As far as the rebuild, I've been really happy with the results thus far. My goal was to put together a boat that looked good but ultimately I could beat up a bit and fish the hell out of. That's exactly what I've done.



TieOneOnJax said:


> Wow, really nicely done, that come out super sweet. I’d love to hear what kind of numbers your getting and how skinny she floats.


Hey Jax, with two people and gear, I get around 27-28 mph with the 25 hp. As far as draft...I've never formally measured but I can tell you, I've had to pole it a good distance across a mud flat with my buddy laying on the bow and helping push with his hands to avoid being stranded by the tide. I would say that was sub 5" but we were also barely floating at that point.


----------



## calebq (Mar 16, 2021)

Hi all, A newby here. I have discovered this site and thread by doing some research on Fin and Feather boats. The reason for researching these skiffs is actually because my father in law built and sold them when he lived in Bartow. After a few conversations with him about the skiffs, he was wondering how many were out in the wild and are still being used today. It’s very cool to see this restoration and know that they are still out there being used.


----------



## onthespot (Aug 18, 2007)

calebq said:


> Hi all, A newby here.
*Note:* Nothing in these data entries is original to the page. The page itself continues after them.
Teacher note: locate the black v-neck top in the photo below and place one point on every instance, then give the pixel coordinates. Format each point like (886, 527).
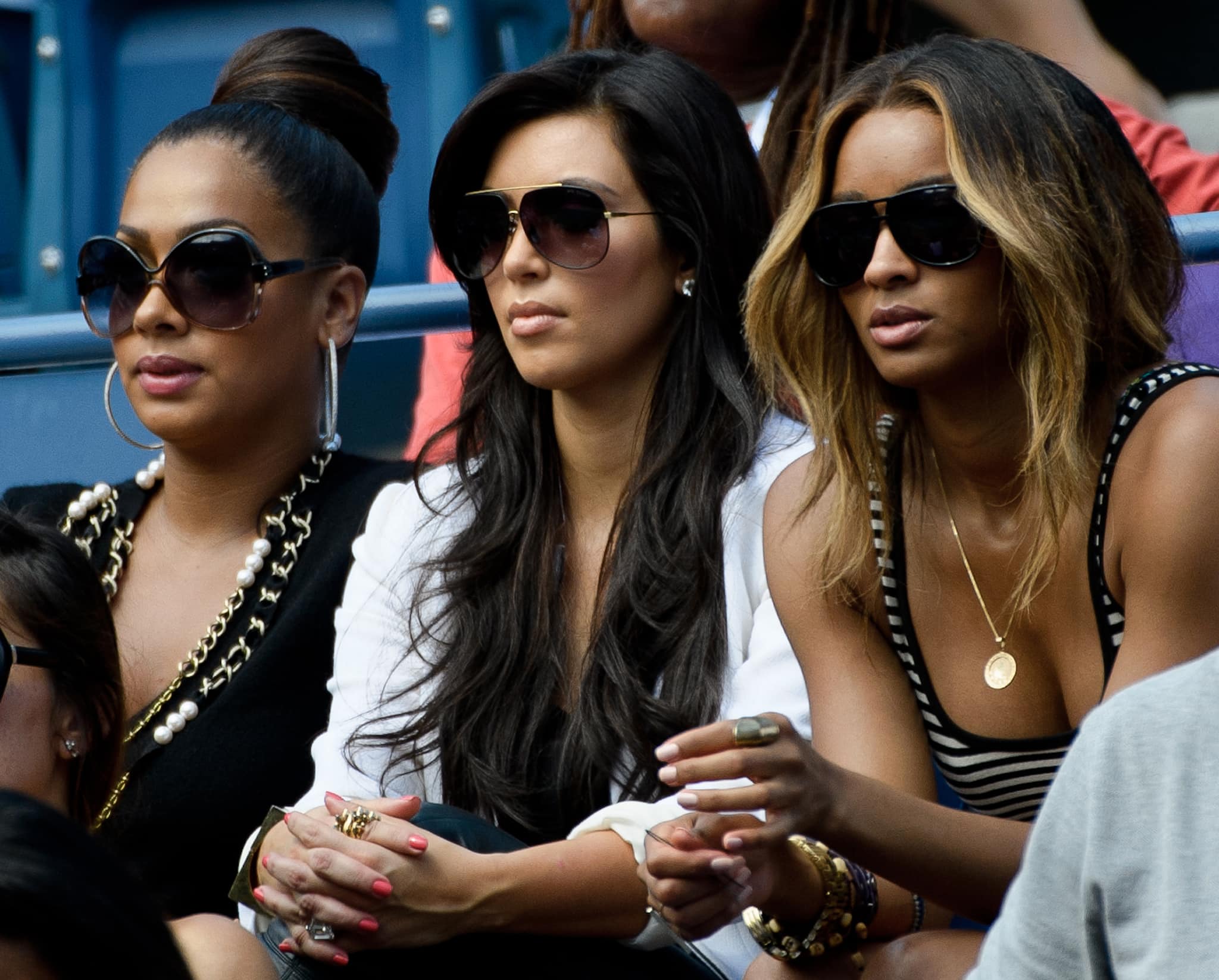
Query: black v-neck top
(189, 805)
(1011, 777)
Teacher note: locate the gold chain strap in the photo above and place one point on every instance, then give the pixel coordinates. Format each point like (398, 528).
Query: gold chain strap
(121, 547)
(92, 532)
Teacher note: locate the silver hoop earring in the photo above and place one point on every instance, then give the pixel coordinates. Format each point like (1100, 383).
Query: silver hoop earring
(110, 414)
(331, 438)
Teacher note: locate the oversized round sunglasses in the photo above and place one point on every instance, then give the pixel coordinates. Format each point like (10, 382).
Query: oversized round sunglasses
(928, 223)
(212, 277)
(23, 655)
(568, 226)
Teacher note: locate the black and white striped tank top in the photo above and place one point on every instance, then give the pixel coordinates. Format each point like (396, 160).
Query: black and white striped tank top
(1011, 777)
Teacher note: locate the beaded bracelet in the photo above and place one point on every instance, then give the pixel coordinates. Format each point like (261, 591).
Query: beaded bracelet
(849, 907)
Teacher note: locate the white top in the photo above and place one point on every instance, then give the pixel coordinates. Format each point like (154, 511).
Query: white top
(402, 533)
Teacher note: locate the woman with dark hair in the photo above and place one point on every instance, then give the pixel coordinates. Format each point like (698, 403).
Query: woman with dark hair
(67, 906)
(587, 578)
(1012, 519)
(245, 246)
(54, 616)
(61, 732)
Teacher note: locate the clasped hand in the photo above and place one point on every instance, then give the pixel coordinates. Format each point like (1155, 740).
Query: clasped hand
(396, 887)
(702, 869)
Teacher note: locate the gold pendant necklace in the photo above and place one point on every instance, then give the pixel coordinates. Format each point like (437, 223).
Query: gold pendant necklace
(1000, 669)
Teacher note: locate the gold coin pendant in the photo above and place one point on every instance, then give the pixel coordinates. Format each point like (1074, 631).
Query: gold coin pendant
(1000, 671)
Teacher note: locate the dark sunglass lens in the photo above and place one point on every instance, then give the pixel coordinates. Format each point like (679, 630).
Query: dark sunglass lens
(839, 242)
(479, 232)
(211, 278)
(111, 283)
(933, 227)
(567, 226)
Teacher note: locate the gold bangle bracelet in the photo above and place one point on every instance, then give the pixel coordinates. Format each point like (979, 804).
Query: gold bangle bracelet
(242, 891)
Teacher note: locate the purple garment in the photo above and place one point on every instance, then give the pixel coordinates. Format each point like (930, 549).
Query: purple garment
(1195, 324)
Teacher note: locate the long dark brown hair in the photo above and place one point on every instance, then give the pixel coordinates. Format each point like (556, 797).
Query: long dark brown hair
(834, 37)
(49, 588)
(487, 615)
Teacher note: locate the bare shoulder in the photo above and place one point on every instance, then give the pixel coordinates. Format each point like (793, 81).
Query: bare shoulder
(1173, 453)
(218, 948)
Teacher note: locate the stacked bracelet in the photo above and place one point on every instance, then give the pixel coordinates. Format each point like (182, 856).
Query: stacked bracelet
(849, 907)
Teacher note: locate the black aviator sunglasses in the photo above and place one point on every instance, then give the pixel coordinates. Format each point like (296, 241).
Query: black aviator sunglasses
(212, 277)
(568, 226)
(23, 655)
(928, 223)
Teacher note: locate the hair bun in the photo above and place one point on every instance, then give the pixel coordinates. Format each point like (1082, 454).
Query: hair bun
(318, 80)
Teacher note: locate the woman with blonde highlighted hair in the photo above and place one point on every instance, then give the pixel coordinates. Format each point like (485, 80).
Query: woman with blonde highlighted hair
(1012, 516)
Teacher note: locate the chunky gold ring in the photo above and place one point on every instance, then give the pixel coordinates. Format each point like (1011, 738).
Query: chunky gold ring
(751, 732)
(354, 823)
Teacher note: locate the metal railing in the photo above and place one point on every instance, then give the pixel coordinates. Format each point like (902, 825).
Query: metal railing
(392, 312)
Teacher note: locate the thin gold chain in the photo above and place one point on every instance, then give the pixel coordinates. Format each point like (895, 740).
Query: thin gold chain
(121, 547)
(1001, 639)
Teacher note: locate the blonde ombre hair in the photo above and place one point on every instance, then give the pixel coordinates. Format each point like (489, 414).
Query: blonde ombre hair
(1091, 270)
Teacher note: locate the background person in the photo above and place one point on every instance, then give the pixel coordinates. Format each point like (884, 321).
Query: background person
(1039, 521)
(224, 559)
(61, 731)
(780, 60)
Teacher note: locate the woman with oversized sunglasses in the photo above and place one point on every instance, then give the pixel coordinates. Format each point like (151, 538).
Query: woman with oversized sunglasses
(232, 287)
(1013, 517)
(523, 627)
(61, 734)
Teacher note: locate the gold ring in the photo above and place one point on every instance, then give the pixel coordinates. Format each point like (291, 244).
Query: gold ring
(751, 732)
(354, 823)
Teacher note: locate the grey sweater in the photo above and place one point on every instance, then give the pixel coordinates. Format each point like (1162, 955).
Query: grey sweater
(1121, 875)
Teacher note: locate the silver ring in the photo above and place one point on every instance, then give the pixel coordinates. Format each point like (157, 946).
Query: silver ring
(320, 932)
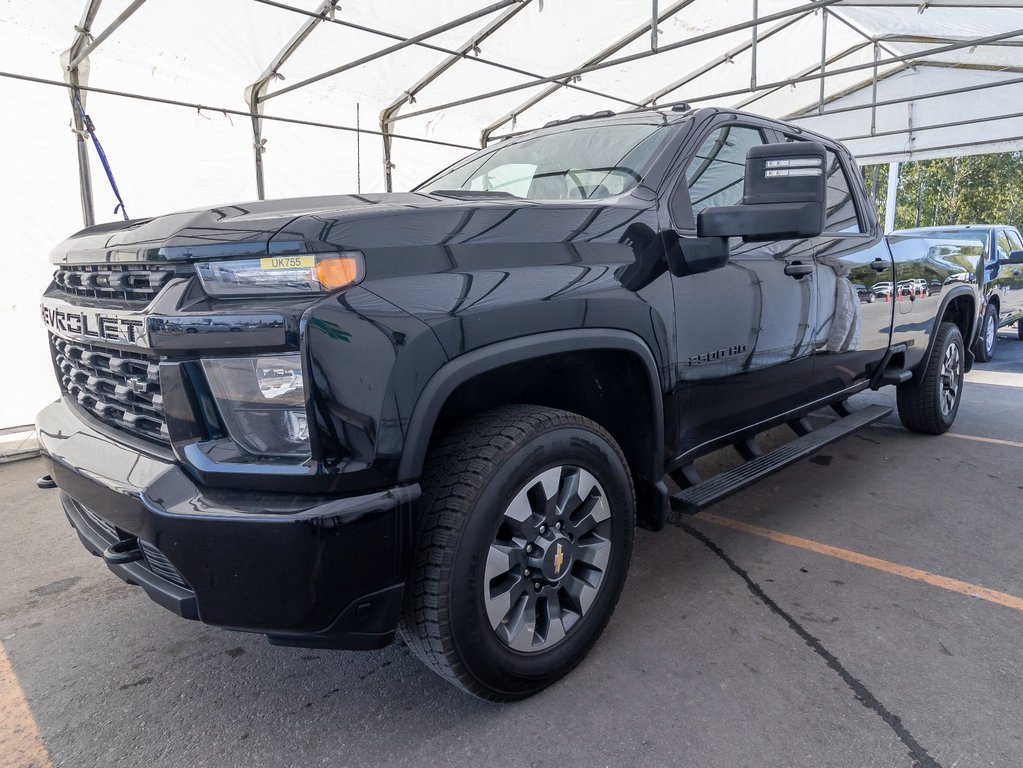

I have discovered this site and thread by doing some research on Fin and Feather boats. The reason for researching these skiffs is actually because my father in law built and sold them when he lived in Bartow. After a few conversations with him about the skiffs, he was wondering how many were out in the wild and are still being used today. It’s very cool to see this restoration and know that they are still out there being used.
> [/QUOTE
> 
> I have the last one that was pulled out of the molds a few years back. I also know where these original molds are sitting.


----------